CG Power & Industrial Solutions Ltd, a distressed company backed by private equity firm KKR, has appointed Arpwood Capital Pvt. Ltd as its financial adviser to help raise equity funding.
Arpwood was hired after the company’s board agreed to work with its lenders to put in place a resolution plan as per regulatory norms, CG Power said in a stock-exchange filing.
It didn’t disclose details of the resolution plan or the amount of equity capital it plans to raise.
CG Power owed Rs 2,485.5 crore to 14 lenders including IndusInd Bank, State Bank of India, ICICI Bank, Axis Bank, Canara Bank and IDBI Bank as of March 2019, its annual report shows.
The company had plunged into turmoil in August last year when it detected a fraud by some current and former employees, resulting in the firing of chairman Gautam Thapar. A board-led investigation found that these employees pledged the company’s assets without permission, understated advances to related and unrelated parties by Rs 4,796 crore and understated total liabilities by Rs 2,661 crore.

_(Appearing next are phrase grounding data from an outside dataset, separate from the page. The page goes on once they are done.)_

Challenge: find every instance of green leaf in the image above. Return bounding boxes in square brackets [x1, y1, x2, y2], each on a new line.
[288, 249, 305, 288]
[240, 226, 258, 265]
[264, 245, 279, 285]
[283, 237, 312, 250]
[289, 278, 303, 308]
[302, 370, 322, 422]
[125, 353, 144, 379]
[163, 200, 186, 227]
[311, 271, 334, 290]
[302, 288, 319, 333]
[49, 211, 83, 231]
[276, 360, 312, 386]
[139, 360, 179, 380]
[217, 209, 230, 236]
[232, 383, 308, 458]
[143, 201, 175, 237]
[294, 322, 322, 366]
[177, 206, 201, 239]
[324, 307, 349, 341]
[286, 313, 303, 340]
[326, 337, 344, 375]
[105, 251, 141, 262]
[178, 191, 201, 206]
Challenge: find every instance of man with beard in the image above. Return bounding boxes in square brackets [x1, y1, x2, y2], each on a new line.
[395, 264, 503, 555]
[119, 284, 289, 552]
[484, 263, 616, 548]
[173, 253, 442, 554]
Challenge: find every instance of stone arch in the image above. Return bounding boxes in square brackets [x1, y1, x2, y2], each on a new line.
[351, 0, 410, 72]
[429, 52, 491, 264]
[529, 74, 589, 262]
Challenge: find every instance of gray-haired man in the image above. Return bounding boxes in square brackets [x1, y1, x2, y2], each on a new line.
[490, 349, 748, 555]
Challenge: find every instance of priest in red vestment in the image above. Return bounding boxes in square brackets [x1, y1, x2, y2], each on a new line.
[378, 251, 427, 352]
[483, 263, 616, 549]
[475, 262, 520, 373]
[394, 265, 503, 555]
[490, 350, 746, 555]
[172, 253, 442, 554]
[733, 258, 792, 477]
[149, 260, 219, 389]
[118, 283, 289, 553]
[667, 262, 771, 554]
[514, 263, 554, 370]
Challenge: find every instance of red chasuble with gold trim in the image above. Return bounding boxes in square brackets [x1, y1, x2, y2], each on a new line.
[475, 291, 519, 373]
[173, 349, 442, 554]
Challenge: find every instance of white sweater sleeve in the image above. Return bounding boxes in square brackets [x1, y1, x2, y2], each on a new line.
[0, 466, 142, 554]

Soon after the fraud came to light, PE firm KKR—through non-banking finance arm KKR India Financial Services Ltd—acquired a 10.01% direct stake in CG Power by invoking pledged shares.
Yes Bank had converted its debt into equity and owned a 12.79% stake in CG Power as on December 2019. L&T Finance Ltd holds 10% while billionaire Sunil Bharti Mittal-owned Bharti (SBM) Holdings Pvt. Ltd and Life Insurance Corporation of India own 8.30% and 2.25%, respectively, shows stock-exchange data as on December 2019.
Earlier this month, the National Company Law Tribunal (NCLT) allowed re-opening of books of CG Power for the past five years till March 31, 2019 on an application filed by the Ministry of Corporate Affairs.
Last week, the Securities and Exchange Board of India (SEBI) confirmed a capital market ban on Thapar and three others. The regulator also said it might examine KKR’s alleged involvement in an insider trading case pertaining to CG Power.
Established in 1937, CG Power makes transformers, switchgear, circuit breakers, network protection and control gear, and power automation products. It also offers turnkey solutions.
The company, which has ventured outside India through both organic and inorganic routes since 2005, now has factories in Belgium, Hungary, Indonesia, Ireland, France, the UK and US. It has 20 manufacturing locations in India.
CG Power’s consolidated net loss widened to Rs 210 crore for the October-December quarter of 2019 from Rs 106 crore a year earlier. Its total income declined to Rs 1,190.5 crore from Rs 2,084 crore during the period.